What can we read from the objective to distribute funds as dividends to shareholders?
Emaar’s decision to distribute to shareholders the funds raised from the IPO shows clearly that the primary reason for this spin-off is not due to a need for capital but rather to unlock value. The management’s view is that the market is undervaluing Emaar Group’s assets and there may be some frustration there.
What does the IPO mean for the regional property sector and can we expect to see more property IPOs going forward?
It’s possible that we will see similar announcements in the coming months by other corporates in the real estate sector that have seen the success of the Emaar Malls IPO, and are now closely watching this IPO. A clear example where there is hidden value is Abu Dhabi-based property company Aldar, which can clearly look to raise new capital or realise value through separate listing of its growing malls business. Malls in the emirate of Abu Dhabi, such as Yas Mall, World Trade Center and Al Jimi malls, could be injected into this.
What about other industries, for example, airlines? Where can investors find hidden value?

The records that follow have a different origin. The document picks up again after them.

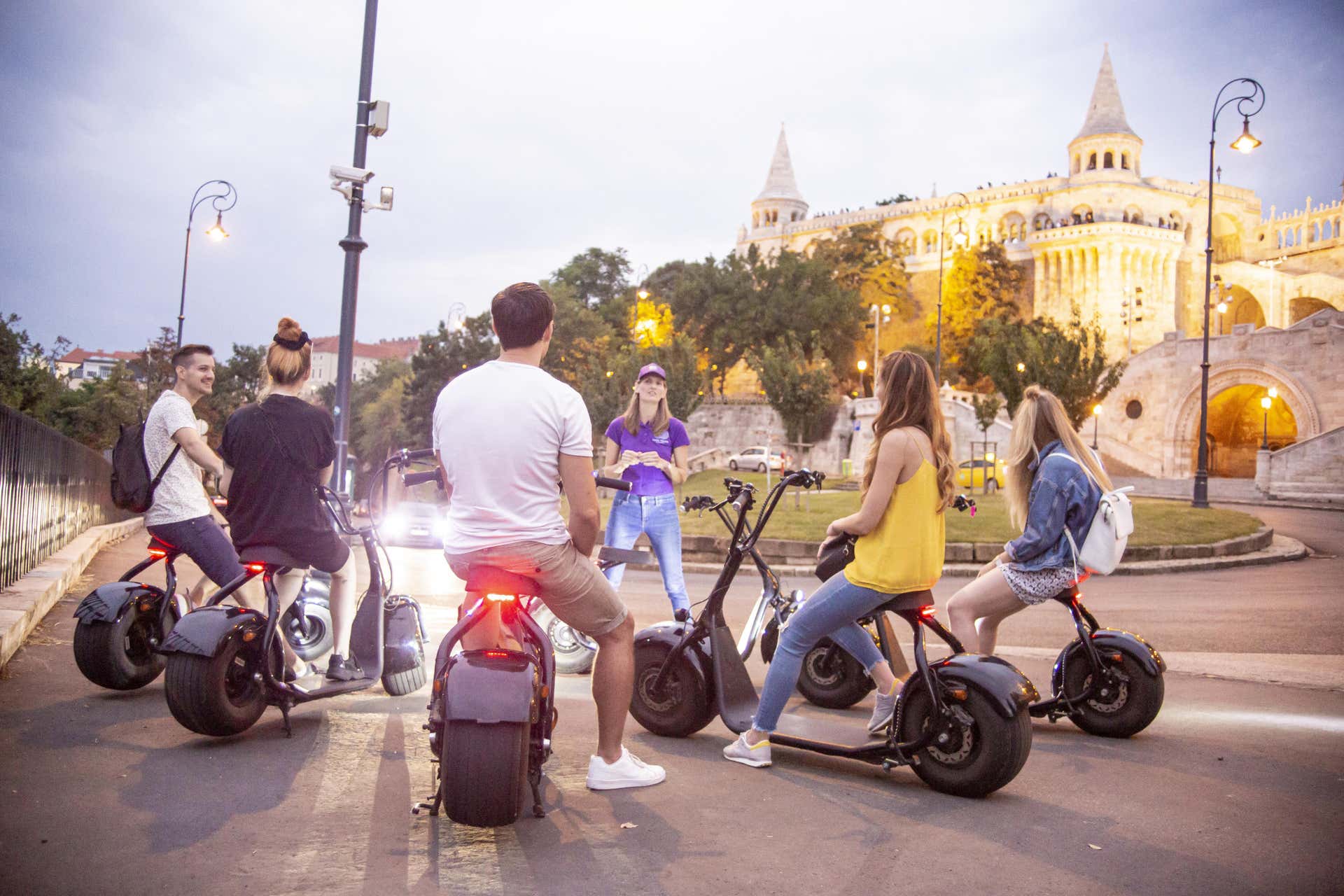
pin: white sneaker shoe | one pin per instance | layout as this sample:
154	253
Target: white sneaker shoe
626	771
756	755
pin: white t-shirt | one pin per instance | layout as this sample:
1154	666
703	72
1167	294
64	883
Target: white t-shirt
500	430
179	495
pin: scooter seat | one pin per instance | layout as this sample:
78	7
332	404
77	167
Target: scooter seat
909	601
272	556
484	580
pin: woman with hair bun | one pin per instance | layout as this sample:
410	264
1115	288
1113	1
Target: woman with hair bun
1054	486
280	451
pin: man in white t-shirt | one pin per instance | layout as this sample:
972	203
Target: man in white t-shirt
507	435
181	514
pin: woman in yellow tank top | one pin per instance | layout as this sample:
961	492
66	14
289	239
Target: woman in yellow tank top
907	484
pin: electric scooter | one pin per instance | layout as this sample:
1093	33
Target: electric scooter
961	722
492	710
225	663
124	624
1107	681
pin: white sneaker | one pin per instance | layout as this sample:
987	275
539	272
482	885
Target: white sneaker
626	771
756	755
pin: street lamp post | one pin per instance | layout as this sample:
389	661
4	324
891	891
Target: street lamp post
942	241
1247	105
220	202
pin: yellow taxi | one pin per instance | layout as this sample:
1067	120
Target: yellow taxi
971	475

The airlines sector in the GCC is another prime example of an industry that is particularly suited to reap significant benefits from operators listing selected operating subsidiaries. For example, Saudi Airlines has already listed its catering and ground services operations. Given the strategic nature of national airlines to GCC countries, a partial listing of subsidiaries allows operators to raise capital and alleviates the need for the parent group to list. Governments can therefore retain full control at the holding company level. In this respect, both Etihad Airways and Emirates make excellent candidates.